Beachten Sie die folgenden Vorsichtsmaßnahmen im Zusammenhang mit Koffein:

  • Schwangerschaft: Der Konsum von mehr als 300 Milligramm Koffein wird mit einem erhöhten Risiko für Fehlgeburten (spontaner Schwangerschaftsverlust vor der 20. Woche) und Koffeinentzugserscheinungen bei Neugeborenen in Verbindung gebracht.
  • Stillzeit: Koffein im schwarzen Tee geht in die Muttermilch über und kann bei gestillten Säuglingen zu Reizbarkeit und vermehrtem Stuhlgang führen. Trinken Sie in der Stillzeit nicht mehr als 3 Tassen schwarzen Tee täglich.
  • Angststörungen: Koffein in schwarzem Tee kann Angstzustände verschlimmern. 
  • Herzprobleme: Zu viel Koffein kann zu unregelmäßigem Herzschlag führen. Wenn Sie an einer Herzerkrankung leiden, sollten Sie Koffein in Maßen einnehmen.
  • Krampfanfälle: Hohe Koffeindosen können Krampfanfälle verursachen oder die Wirkung von Medikamenten gegen Krampfanfälle verringern. Vermeiden Sie hohe Koffeindosen, wenn Sie jemals einen Anfall haben. 

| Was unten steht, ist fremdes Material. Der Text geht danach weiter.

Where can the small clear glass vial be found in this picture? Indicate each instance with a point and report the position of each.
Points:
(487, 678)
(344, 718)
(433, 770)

Koffein kann Arzneimittelwechselwirkungen verursachen mit:

  • Einige Asthmamedikamente
  • Blutverdünner
  • Monoaminoxidase-Hemmer (MAO-Hemmer) zur Behandlung von Depressionen 

Andere GetränkeTraditionell wird eine harntreibende Wirkung zugeschrieben:

  • Kaffee
  • Kokoswasser
  • Zitronensaft
  • Cranberrysaft

In den Vereinigten Staaten regelt die Food and Drug Administration (FDA) Nahrungsergänzungsmittel nicht wie verschreibungspflichtige Medikamente. Daher enthalten einige Nahrungsergänzungsmittel möglicherweise nicht die auf dem Etikett aufgeführten Inhaltsstoffe. Achten Sie bei der Auswahl eines Nahrungsergänzungsmittels auf Produkte, die von Organisationen wie der National Sanitation Foundation (NSF), der United States Pharmacopeia (USP) oder ConsumerLab unabhängig getestet oder zertifiziert wurden. Für eine individuelle Beratung wenden Sie sich an Ihren Arzt, einen registrierten Ernährungsberater (RD oder RDN) oder Apotheker.

Ein Wort von Swip Health

Die Begrenzung der Natriumaufnahme ist ein wirksames Mittel, um Wassereinlagerungen vorzubeugen. Tatsächlich kann sich eine Verringerung der Natriumaufnahme auch positiv auf die allgemeine Gesundheit auswirken, insbesondere auf die Herzgesundheit. Indem Sie bewusste Entscheidungen treffen und sich der Natriummenge in Ihrer Ernährung bewusst sind, können Sie Blähungen in Schach halten und Ihre allgemeine Gesundheit verbessern. Wenn Sie das nächste Mal im Supermarkt einkaufen, schauen Sie sich die Lebensmitteletiketten genauer an und entscheiden Sie sich, wann immer möglich, für Optionen mit weniger Natrium.